Вымой бокалы проворно, особливо заветный, отцовский,
Тот, чей звук столь приятен, как звон колокольный.
Да не забудь простоквашей чашу в каморке наполнить,
Любит графиня ее, а в вазу — сахар толченый.
Да, а в яблочный мусс натолкла ли ты в ступе корицу?
Славно, что заяц в подвале нашелся! Досадно бы было,
Если б с рыбой и птицей одной мы сидели весь вечер
Праздничный и, даже стыдно подумать, с вареной картошкой!
Ганс, верти хорошенько жаркое, сегодня вечером свадьба!
(«Третья идиллия». — Перевод А. Гугнина)
Фосс строже, чем Гёте, подходил к сложению гекзаметров, с педантичностью следуя метрическим правилам; и все-таки его стихи кажутся нам менее гибкими; не будем, однако, отягощать читателя перечислением погрешностей, которые хотели бы видеть в немецких гекзаметрах ревнители строгих правил. Напомним только, что Гёте советовался в вопросах стихосложения и вносил поправки в свои гекзаметры, шестистопные стихи; однако 186-й стих второй песни, на который ему тоже указывали, он не согласился переделать, считая, как свидетельствует Ример, что «семистопная бестия должна оставаться как отметина», как будто он хотел здесь видеть и внешнюю примету, изобличающую современного автора, который, хотя и использует древний размер, все же отлично осознает разницу между собой и далеким чужеземцем и его проблематикой. И без того остается открытым вопрос, серьезно ли следовал всем приемам эпического стиля этот живо складывавший гекзаметры поэт, обнаруживая столь блестящее «классическое» мастерство, или оставлял за собой свободу для игры, иронии. Старый Глейм, закоренелый противник Гёте, во всяком случае, выразил подозрение: ««Луизу» моего Фосса хочет высмеять этот мальчишка!» (письмо Фоссу от 4 ноября 1797 г.). Очевидно, автор «Германа и Доротеи» испытывал особенное удовольствие в том, что мог сполна отдать дань эпическому жанру. Так, лошади у него превращаются в «коней», обладающих «быстролетной силой» и «нетерпеливо бьющих копытом», или в «бодрых жеребцов», словно они вот-вот ринутся в бой вместе с античными героями, хотя всего-навсего должны тянуть «повозку» Германа. Или, например, обстоятельное, с выразительными подробностями, описание того, как аптекарь, у которого не оказалось при себе денег, одаривает беженцев табаком, к которому Гёте, как известно (в частности, из «Венецианских эпиграмм»), питал отвращение:
…за тесемки он вытащил кожаный, прочный,
Бисером шитый кисет, где хранился табак, и любезно
Узел раздвинул, и стал оделять — нашлись там и трубки.
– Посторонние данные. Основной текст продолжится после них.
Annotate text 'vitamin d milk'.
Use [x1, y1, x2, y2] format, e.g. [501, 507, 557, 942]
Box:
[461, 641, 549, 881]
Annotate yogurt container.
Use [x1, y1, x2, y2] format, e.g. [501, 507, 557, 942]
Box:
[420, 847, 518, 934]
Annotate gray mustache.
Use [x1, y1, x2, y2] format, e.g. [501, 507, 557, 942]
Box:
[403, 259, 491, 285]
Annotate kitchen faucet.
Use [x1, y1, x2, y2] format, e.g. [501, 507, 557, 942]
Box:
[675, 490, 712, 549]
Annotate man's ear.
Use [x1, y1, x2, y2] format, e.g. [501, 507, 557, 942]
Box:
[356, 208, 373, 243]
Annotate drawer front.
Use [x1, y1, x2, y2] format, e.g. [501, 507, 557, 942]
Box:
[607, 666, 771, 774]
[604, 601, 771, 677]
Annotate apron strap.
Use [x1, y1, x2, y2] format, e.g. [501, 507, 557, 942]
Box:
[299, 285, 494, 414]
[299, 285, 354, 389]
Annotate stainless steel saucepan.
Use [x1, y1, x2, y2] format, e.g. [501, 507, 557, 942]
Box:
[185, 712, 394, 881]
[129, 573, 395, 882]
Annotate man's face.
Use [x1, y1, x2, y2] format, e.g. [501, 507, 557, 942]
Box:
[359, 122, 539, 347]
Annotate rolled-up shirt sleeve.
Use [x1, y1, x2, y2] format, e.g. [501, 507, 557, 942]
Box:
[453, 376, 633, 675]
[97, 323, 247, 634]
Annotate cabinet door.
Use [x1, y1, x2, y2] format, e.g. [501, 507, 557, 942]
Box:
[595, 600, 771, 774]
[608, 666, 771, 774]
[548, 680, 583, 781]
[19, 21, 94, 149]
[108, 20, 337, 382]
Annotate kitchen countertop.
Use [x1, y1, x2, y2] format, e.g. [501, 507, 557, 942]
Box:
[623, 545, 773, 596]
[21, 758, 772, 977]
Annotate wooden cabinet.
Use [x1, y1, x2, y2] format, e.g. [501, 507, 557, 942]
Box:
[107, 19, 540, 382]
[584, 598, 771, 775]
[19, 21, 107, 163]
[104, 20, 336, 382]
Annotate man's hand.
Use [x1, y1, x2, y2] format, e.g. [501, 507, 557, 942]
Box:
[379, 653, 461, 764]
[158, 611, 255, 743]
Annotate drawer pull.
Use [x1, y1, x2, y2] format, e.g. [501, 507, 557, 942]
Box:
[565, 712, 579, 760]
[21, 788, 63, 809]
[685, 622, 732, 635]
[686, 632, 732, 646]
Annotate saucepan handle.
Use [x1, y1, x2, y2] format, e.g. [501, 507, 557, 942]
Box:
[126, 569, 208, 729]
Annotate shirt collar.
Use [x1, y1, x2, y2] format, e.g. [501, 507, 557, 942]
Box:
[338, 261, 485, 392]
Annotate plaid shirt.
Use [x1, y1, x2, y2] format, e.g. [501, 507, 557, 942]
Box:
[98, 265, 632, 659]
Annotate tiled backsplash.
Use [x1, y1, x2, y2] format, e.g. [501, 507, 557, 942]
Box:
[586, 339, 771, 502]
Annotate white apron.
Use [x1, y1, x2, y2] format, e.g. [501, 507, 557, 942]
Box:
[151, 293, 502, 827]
«Скуден подарок», — сказал он, судья же на это заметил:
«Все-таки добрый табак для путника вещь недурная».
Тотчас пустился аптекарь расхваливать всячески кнастер.
(5, 566)
В местах, подобных этим, возможно, играла фантазия поэта, с упоением предававшегося собственному вымыслу и подражанию эпосу древних. Но если оценивать всю поэму в целом, то это трудноуловимая, полная глубокого смысла ирония, особенность, проистекающая из взаимосвязи античного размера и современного сюжета, древней поэтической формы и использования ее в новое время.
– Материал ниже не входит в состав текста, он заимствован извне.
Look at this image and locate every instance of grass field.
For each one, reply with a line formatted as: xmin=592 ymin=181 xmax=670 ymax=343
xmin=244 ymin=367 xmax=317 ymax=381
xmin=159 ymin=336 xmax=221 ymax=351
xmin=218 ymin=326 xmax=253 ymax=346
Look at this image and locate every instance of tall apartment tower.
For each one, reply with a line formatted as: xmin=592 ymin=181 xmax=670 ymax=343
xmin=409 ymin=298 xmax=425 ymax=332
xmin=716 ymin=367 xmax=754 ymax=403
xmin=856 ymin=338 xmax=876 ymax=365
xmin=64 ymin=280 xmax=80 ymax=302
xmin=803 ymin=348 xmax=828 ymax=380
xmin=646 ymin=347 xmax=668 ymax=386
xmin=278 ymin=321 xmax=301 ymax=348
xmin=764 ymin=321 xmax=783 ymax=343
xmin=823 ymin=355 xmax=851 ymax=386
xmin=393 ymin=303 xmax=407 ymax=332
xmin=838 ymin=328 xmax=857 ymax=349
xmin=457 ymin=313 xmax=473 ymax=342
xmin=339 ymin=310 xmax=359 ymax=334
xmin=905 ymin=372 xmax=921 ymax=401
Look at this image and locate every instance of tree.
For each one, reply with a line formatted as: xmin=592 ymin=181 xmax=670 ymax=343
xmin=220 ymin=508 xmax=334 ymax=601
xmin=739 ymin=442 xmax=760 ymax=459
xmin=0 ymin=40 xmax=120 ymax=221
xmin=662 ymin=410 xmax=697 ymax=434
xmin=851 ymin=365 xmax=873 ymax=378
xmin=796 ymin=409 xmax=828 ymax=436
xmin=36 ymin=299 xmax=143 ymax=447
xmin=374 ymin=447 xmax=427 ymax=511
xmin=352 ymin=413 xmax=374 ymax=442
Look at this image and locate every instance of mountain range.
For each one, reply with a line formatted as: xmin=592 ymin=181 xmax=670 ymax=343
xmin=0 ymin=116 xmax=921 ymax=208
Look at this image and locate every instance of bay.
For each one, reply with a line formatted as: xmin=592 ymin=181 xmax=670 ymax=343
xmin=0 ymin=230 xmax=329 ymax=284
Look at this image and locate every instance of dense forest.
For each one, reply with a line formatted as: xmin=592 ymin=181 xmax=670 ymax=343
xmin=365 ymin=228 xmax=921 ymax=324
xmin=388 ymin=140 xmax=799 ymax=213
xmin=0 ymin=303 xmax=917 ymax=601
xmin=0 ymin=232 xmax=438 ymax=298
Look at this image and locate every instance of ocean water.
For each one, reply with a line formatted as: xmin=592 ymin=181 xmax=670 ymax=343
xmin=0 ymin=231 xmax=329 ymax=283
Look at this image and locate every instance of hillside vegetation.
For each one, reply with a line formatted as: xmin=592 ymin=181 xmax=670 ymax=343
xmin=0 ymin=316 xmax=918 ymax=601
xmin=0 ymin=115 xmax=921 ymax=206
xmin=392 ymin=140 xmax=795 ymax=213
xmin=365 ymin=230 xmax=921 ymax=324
Тот, кто осваивал этот стихотворный размер, не мог обращаться с ним неосмысленно. Он знал, что этот размер принадлежал когда-то поэзии, в которой все (как и она сама) занимало свое надежное место в не подвергавшемся сомнению миропорядке — по крайней мере именно так это истолковывали знатоки, с восхищением взиравшие на античную поэзию, хотя в ней с избытком хватало смертей и убийств, коварства и мщения, своеволия богов и вероломства людей. Стихотворный размер придавал равновесие, спокойствие, надежность и был внешним гарантом того достоверного и признаваемого миропорядка, в котором одинаково выступали и действовали как боги, так и люди. Шиллер утверждал, что это «греческая древность, о которой неизбежно напоминает гекзаметр» (Переписка, 284). Но уже после появления «Опыта о романе» (1774) Фридриха фон Бланкенбурга, который хотел исторически оправдать возникновение этого малопочитаемого, но охотно читаемого и создаваемого вида литературы, вряд ли кто взялся бы возражать, что время эпоса и его стихотворного размера прошло и что современность и будущее принадлежали прозе романа, если в литературе должны были отображаться общественные порядки буржуазного мира. Проза романа соответствовала такой прозаической действительности, которая не могла уже больше опираться на нерушимый и признаваемый порядок целого. Гегель сформулировал это позднее в своих «Лекциях по эстетике»: в романе, «этой современной буржуазной эпопее», вместе с многообразием интересов, состояний, жизненных условий выступает «широкий фон целостного мира», но здесь все же отсутствует «изначально поэтическое состояние мира, из которого вырастает настоящий эпос».[35] В эпическом состоянии мира, как это видел Гегель, героический индивид составлял нераздельное единство с тем нравственным целым, которому он принадлежал, он не был еще оторван от живой взаимосвязи с природой и обществом.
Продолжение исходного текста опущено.